Safari for 1800? Who is your travel agent?


----------



## mackguyver (Jan 8, 2014)

jdramirez said:


> alexturton said:
> 
> 
> > I'd buy a safari trip to africa and take some pictures.
> ...


+1, I'd love to take a safari for that price! Maybe he meant the safari tour itself, minus travel expenses. Or he lives in Kenya


----------



## neuroanatomist (Jan 11, 2014)

neuroanatomist said:


> neuroanatomist said:
> 
> 
> > I just spent some 'small change' on a couple of muslin backdrops, a 42" reflector and Manfrotto holder, a background light stand, and some Lastolite diffusers and a grid for the 24" Ezybox. I've got >$2K left, but no mandate to spend it this year.
> ...



The 420 boom is quite nice, thanks! Unfortunately, the 420 doesn't fit in the LBAG110 - not even close. So, I ended up putting the 420 in the bag for the Manfrotto 314.05 bag (comes with the 1314B background support kit). So...that bag has the 420 and the crossbar for the backdrop, the LBAG110 has the two 1004BAC stands and the two 1052BAC from the background support, and the RH353 reflector holder, and the LBAG90 has the two 1051BAC stands with 026 swivels attached, and the 024 boom. The counterweights (33 lbs of them) are in a sturdy canvas tote. 

I wish they sold the bag from the background support kit separately! I did send an inquiry about ordering the 314.05 bag as a spare part, I wonder how much they want for it?


----------



## privatebydesign (Jan 12, 2014)

Neuro, glad you are liking the 420, I should have noticed your desire to bag it, it really doesn't have a good closed length! But I find it's versatility unmatched and for practically any speedlite work it is well up to the job.

To any others still reading the thread, the question really wasn't asking for advice on what I should get, it was asked out of curiosity on where your priorities lie. Most people automatically think lenses, but there are thousands of dollars worth of accessories that can make your images much better and your life easier.


----------



## neuroanatomist (Jan 13, 2014)

neuroanatomist said:


> I did send an inquiry about ordering the 314.05 bag as a spare part, I wonder how much they want for it?
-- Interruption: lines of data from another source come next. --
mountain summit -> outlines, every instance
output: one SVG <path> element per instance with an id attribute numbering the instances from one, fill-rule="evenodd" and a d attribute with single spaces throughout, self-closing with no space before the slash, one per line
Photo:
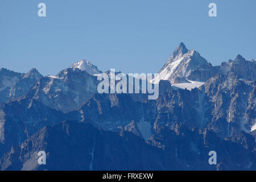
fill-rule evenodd
<path id="1" fill-rule="evenodd" d="M 159 77 L 152 80 L 168 80 L 172 84 L 189 82 L 187 76 L 200 64 L 207 64 L 207 61 L 195 49 L 188 50 L 180 43 L 169 59 L 158 72 Z M 200 81 L 200 80 L 199 80 Z"/>
<path id="2" fill-rule="evenodd" d="M 85 71 L 90 75 L 102 73 L 101 71 L 98 69 L 98 68 L 96 65 L 90 64 L 88 60 L 84 59 L 73 64 L 71 65 L 70 68 L 78 68 L 81 71 Z"/>

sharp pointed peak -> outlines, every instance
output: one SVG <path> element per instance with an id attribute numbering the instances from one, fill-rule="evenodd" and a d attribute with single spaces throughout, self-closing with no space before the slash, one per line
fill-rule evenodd
<path id="1" fill-rule="evenodd" d="M 237 57 L 236 57 L 234 61 L 245 61 L 245 58 L 243 57 L 241 55 L 238 54 Z"/>
<path id="2" fill-rule="evenodd" d="M 177 55 L 181 54 L 184 55 L 188 51 L 188 49 L 187 49 L 185 44 L 181 42 L 179 44 L 178 47 L 175 49 L 175 51 L 174 52 L 174 56 L 176 56 Z"/>

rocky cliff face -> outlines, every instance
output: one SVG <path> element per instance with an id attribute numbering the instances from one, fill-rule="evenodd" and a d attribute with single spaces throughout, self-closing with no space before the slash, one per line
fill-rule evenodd
<path id="1" fill-rule="evenodd" d="M 208 152 L 213 149 L 219 162 L 210 166 Z M 42 150 L 47 151 L 47 164 L 40 166 L 37 154 Z M 249 150 L 207 130 L 164 127 L 145 143 L 130 132 L 63 122 L 13 147 L 0 166 L 2 170 L 255 169 L 254 157 Z"/>
<path id="2" fill-rule="evenodd" d="M 0 70 L 2 169 L 256 169 L 254 61 L 213 67 L 180 44 L 159 72 L 156 100 L 98 94 L 79 63 L 46 77 Z"/>
<path id="3" fill-rule="evenodd" d="M 0 103 L 26 94 L 42 76 L 35 68 L 27 73 L 19 73 L 5 68 L 0 69 Z"/>

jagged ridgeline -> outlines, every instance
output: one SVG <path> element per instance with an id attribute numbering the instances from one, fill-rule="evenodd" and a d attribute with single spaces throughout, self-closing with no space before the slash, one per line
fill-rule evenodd
<path id="1" fill-rule="evenodd" d="M 99 94 L 102 73 L 84 60 L 55 76 L 1 69 L 1 169 L 256 170 L 254 60 L 212 66 L 181 43 L 150 81 L 155 100 Z"/>

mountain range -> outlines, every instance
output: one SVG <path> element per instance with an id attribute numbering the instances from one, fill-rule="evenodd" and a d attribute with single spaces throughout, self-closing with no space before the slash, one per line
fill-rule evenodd
<path id="1" fill-rule="evenodd" d="M 55 76 L 1 69 L 0 168 L 256 170 L 254 60 L 212 66 L 181 43 L 151 80 L 156 100 L 99 94 L 101 73 L 85 60 Z"/>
$101 plus S&H. Ummmmm…no, thanks. When you add up the separate prices of the kit components except the bag (2x 1052BAC, crossbar, 2x miniclamp,) that's exactly the price of the kit. Not that I was expecting it to be free, but something closer to the cost of their other light stand bags (~$50) would have been reasonable.


----------



## privatebydesign (Jan 13, 2014)

Gulp.....


----------



## Valvebounce (Jan 14, 2014)

Hi Neuro,
You sure they didn't quote for the kit?  
How do they think they can justify that price for a bag to carry that value of gear, that is insane!

Cheers Graham.



neuroanatomist said:


> neuroanatomist said:
> 
> 
> > I did send an inquiry about ordering the 314.05 bag as a spare part, I wonder how much they want for it?
> ...


----------



## RGomezPhotos (Jan 28, 2014)

I had to think about this... First there was what I 'wanted'... And couldn't make up my mind.. Then I thought about what I needed... Then it became much clearer:


ThinkTank Photo Airport Security v2 Bag. Because I'm always pissing that I don't have a bag big enough to carry my big shoot/event gear.
Manfrotto Pro Backpack 50. Because using a rollerbag is a pain on many location shoots.
Zeiss 85mm f1.4. Love this lens. I love my Zeiss 50mm f1.4. But the 85mm is a notch higher up in every way. Even though I feel a million miles away from my subject.

Yup, two bags and a lens.... But thanks for asking.. It was fun putting my priorities in order ;D


----------



## privatebydesign (Jan 29, 2014)

Hi Ricardo,

That is the kind of thought process I had hoped to shoot the breeze with.

Incidentally I have the Airport Security V2 and it is a crazy good bag, but I drag it practically everywhere, I am on my third set of wheels, but on the rare occasions it will not work it has he emergency shoulder straps, awesome bag. I really really wish the International was a scaled down Security.


----------



## nickharys (Jan 29, 2014)

I'd buy a gif card for my son


----------



## Dick (Jan 29, 2014)

1.8k could be spent on some interesting lenses. I'd get the L fisheye just for fun and maybe a 600ex-rt. Not sure if 1.8k is enough for those...



Dylan777 said:


> I would buy a gift for my wife, so she wouldn't not give me hard time when I'm ready for 600mm f4 :



Does it really work that way for you? No matter what I buy for my wife, she will be pissed if I get another lens.


----------